This is long-toothed storytelling. Much like the bygone fossil at the centre of Dinosaur 13 (2014), director Todd Miller allows this semi-stirring documentary to deteriorate far too quickly. With all the courtroom complexities of Citizen Kane (1941) knotted with the soap opera melodrama of Kramer vs. Kramer (1979), we become entangled in a battle between bureaucracy and benevolence over the ownership of the largest Tyrannosaurus Rex skeleton to date. Heartfelt, if not a little humdrum, a small team of amorous palaeontologists from South Dakota make the historical discovery in the badlands of Black Hills.
Back in 1990, only twelve T. Rexes had been unearthed until Pete Larson’s Black Hill Institute happened upon ‘Sue,’ the fully formed framework of arguably the most hallowed dinosaur to date. Named after its discoverer, the world’s dino-darling is dug up and bought for $5,000 by the institute from land-owning gunslinger, Maurice Williams. Yet, just as the celebratory champagne falls into the flutes, Sue is swiped from Larson by the federal government. What begins as the biggest fossil find in history swiftly beefs into what has been described as ‘the biggest custody battle in history’. Sue was allegedly located in a ‘legal netherworld,’ where those with the subpoenas hold the power. It’s a disgraceful display of injustice as the Black Hill Institute are harangued over what they truly believe is their small town’s rightful property.

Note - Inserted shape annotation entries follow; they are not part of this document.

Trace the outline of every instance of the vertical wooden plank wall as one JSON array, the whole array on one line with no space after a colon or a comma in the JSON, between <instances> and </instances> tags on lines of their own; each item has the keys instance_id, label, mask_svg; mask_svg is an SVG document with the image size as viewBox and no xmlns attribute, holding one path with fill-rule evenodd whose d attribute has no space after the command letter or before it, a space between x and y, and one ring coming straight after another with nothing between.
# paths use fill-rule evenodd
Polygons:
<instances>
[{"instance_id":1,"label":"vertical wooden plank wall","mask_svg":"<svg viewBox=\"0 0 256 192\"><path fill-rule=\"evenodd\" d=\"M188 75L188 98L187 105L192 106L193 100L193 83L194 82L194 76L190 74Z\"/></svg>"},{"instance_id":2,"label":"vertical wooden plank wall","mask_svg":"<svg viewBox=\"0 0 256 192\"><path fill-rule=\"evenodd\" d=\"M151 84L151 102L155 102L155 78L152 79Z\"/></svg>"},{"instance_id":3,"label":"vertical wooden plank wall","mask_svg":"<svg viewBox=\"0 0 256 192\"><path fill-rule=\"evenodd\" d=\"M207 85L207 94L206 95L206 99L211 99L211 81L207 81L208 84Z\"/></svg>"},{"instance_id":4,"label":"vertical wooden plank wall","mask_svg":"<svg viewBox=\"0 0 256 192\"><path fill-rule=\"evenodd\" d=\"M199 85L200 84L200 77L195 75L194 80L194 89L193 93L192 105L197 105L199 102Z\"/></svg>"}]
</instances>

As the unruly band of federal agents, supported by the national guard, confiscate the bones, Larson begins a ten-year campaign to retrieve his treasured finding, which sees him serve around 18 months in jail. Caught in Kafka-esque courtrooms, professionally bullied by grabby desk-jockeys, ensnared in ballooning accusations, Larson is scapegoated by a stagnating governmental regime, beyond help from his contemporaries. Tear-jerking talking heads and deeply confusing explanations of aged acts buffer Larson’s case, yet to no resolve. In a time where the whimsy of discovery seems just a Google search away, Miller’s compassionate retelling is a warm nod to the ancestral art of adventuring. Yet the albatross of law weighs heavy on the director’s neck. Bulked with infinitely drab case studies, we are too frequently reminded that the dust gathers around Sue’s story at an all too rapid pace. By Dinosaur 13‘s conclusive finale, there is a distinct air of embittered triumph, but one that is steeped in unwanted nonchalance.